Hava kararmıştı ve Jimin, alfanın sırtında asılı durmaktan yorulmuştu. Ama Jungkook gayette dağ bayır yürüyordu.

"Tamam yeter dur. Kollarım uyuştu." Jungkook durunca omega sırtından inmiş ve kendini neyin üzerine oturuyorum demeden yere atmıştı.

"Burada mı uyusak? Sürüye daha var mı?" Jungkook ilerde akan nehrin sesini duyuyordu yani patikaya yaklaşmışlardı. Ama hayır derse Jimin ne yapabilirdi ki?

"Var daha.
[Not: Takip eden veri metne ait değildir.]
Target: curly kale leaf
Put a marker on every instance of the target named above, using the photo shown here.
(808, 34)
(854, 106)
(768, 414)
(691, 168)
Bu gece burada kalalım." Jimin açlıkla etrafına bakındı ve burnunu şöyle bir havada gezdirdi.

"Gerçekten yiyecek hiçbir şey yok."

"Kurtlarımız aç." Jimin konuşan alfaya baktı.

"Onları bitkin görmekten nefret ediyorum. Doğu dağlık bir bölgedir ve hayatta kalmak için çelik gibi bir bedenin olmalı. Ama hiçbirimiz iyi besinler alamıyoruz. Benimle mühürlenmek zorunda kalırsan eğer, üzgünüm. Ama sürüm için buna karşı çıkmayacağım Jimin."

Bir sürelik sessizliğin ardından, Jimin konuşmaya başladı bu sefer.

"Elbise giyerdim." Şaşkınca yüzüne bakıp ona doğru biraz daha kaydı alfa.

"Nasıl?"

"Elbise giyerdim diyorum. Narin bir omega gibi. Hoşuma da giderdi. Yakışıklı bir alfanın hayalini kurardım bende. Bir yerim çamura değse kıyameti kopartırdım. Çiğ et görünce midem kalkardı. Ama lider bir ailede tek omega olmak, gerçekten zor. Sürekli bana zorbalık ederlerdi. İyi bir lider olamayacağımı söyleyip benimle dalga geçerlerdi. Ablam beni hep korurdu ama bir süre sonra hassas olmaktan bıktım. Çok çalıştım ve sonucu da iyi. Asabiyim biliyorum ama inan bana bu halimden vazgeçersem eğer-"

"Ben senin yanında olduğum sürece, kimse seni tartaklayamaz. Sana dokunmayı bırak, bakamazlar bile Jimin. Asla izin vermem."

Yüzlerinin arasında santimler varken birbirlerine bakmak ikisinin de nabzını hızlandırmıştı. Alfa yine miniğini öpmek için yanıp tutuşuyordu ama maziyi anlatması ona güvendiği anlamına gelirdi. Şimdi bumu mahvetmek istemiyordu.

"Ben, sana bir şeyler bulayım." Jungkook ayaklanmış ve kurt formuna girerek ağaçların arasına girmişti. Jimin'de kendine gelmek için yanaklarına vurdu. Ve sakinleştiğine karar verdiğinde ateş yakmak için çalı çırpı toplamaya başladı.